Get Your (Professional) Life: ‘Tamar & Vince’ Lessons on Power Positioning

Get Your (Professional) Life: ‘Tamar & Vince’ Lessons on Power Positioning


Tamar Braxton stars with her husband in WEtv's 'Tamar & Vince' where she learns hard career lessons of her own. (Image: WEtv)

Everyone should know I’m a reality TV fanatic. And if you didn’t know, now you do. I watch everything from Celebrity Apprentice to Say Yes to the Dress to R&B Divas to Fish Tank Kings (a very interesting day-in-the-life show that follows aquarium entrepreneurs and their outrageously amazing creations.)

(Hold on reality TV haters and naysayers. I’m getting to a point worth reading soon.)

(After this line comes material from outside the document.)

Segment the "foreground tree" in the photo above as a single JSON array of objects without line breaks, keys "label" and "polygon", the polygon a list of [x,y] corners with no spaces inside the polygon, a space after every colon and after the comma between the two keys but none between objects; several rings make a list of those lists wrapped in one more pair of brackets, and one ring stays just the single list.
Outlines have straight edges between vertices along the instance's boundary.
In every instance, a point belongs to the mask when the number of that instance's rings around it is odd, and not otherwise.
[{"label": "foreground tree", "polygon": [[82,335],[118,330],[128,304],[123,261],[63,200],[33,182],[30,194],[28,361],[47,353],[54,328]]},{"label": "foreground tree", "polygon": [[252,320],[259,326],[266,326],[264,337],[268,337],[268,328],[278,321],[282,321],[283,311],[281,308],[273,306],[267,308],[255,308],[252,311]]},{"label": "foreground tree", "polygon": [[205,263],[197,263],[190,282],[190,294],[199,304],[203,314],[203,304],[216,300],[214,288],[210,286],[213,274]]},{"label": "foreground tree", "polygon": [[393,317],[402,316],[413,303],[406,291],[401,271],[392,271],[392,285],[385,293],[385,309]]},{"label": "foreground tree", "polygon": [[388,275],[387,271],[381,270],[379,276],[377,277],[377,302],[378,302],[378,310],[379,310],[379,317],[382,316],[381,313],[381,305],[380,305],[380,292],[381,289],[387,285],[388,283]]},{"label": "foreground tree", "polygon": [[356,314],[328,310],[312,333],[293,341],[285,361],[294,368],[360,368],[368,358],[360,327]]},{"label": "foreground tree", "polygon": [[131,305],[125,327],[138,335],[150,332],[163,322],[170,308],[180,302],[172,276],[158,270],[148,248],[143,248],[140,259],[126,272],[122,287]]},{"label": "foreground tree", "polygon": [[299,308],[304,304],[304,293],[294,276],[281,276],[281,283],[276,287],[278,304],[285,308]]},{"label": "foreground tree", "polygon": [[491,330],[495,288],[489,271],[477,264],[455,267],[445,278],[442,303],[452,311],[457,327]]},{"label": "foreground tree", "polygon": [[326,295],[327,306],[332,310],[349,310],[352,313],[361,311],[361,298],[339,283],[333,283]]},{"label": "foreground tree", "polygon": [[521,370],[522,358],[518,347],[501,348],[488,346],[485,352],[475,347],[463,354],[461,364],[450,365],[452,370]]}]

My latest guilty pleasure is WEtv’s Tamar & Vince, which stars my favorite Braxton sister—after Toni of course— and her music powerhouse husband, record label exec Vincent Herbert.

In a recent episode, Tamar was dramatically in her feelings about her album and why the first single wasn’t being pushed to the public yet. Vince kept urging her to wait, adding that proper positioning could mean the difference between a Top 40 hit or a barely downloaded flop. (And this is a man behind the success of platinum-selling stars including Toni Braxton, Lady Gaga and Mindless Behavior.)

I can understand Tamar’s yearning to finally grab the spotlight. She’s beautiful, has an awesome voice, and truth-be-told, she’s been in the business for more than a decade, with her eyes on the prize since her pre-teen days as a ‘do-wop-pop-pop’ girl. (Her words, not mine.) Her first album had nominal success, so I can totally understand her haste in capturing that second change at major stardom.

We’ve all had those moments where we want to rush to greatness, where we want that promotion, that big break, that moment to finally shine, and we want it not now, but yesterday. Early. We are so sure of ourselves and our hotness that we just want to bust out and let the world know today.

I’ve had many of those whiny, spoiled ‘Why not now’ career moments that I later learned just weren’t realistic or best at the time:

As a fresh implant to New York with her heart set on a Park Ave. apartment but her bank account set on a modest studio in Bedstuy…

As a young college student who thought her ideas as a magazine intern should equal a cover story…

As a 20-something freelancer working with copy editors at a major newspaper thinking I could just miraculously join their ranks …

I learned a great lesson about positioning and waiting my turn after what I deemed a major career disappointment: I didn’t get that major full-time job at that major newspaper, not because I didn’t have the potential or know-how, but the power moves just weren’t there. I had done very little to earn it. And on top of that, the timing wasn’t right.

I wouldn’t be in the awesome position I am now had that happened anyway. And I’m not too mad about that. Today, I still have those Tamar “now-now-now” moments. But, I’ve learned it’s best to really map out a plan, strategize, get out there, network, and build up an awesome track sheet so that when it’s time for the boss move of all boss moves, I’ve built a good foundation and network to sustain it. There’s a domino-effect of success I’d not like to disturb due to haste and bratty desire.

I’d challenge anybody who wants to rush to greatness—whether it’s that new product or concept, a position you feel you deserve or that dream business you want to start —to reconsider the urgency and get replace those anxious jitters with a solid, step-by-step plan that will ensure long-term, residual success, not just a short-sighted win.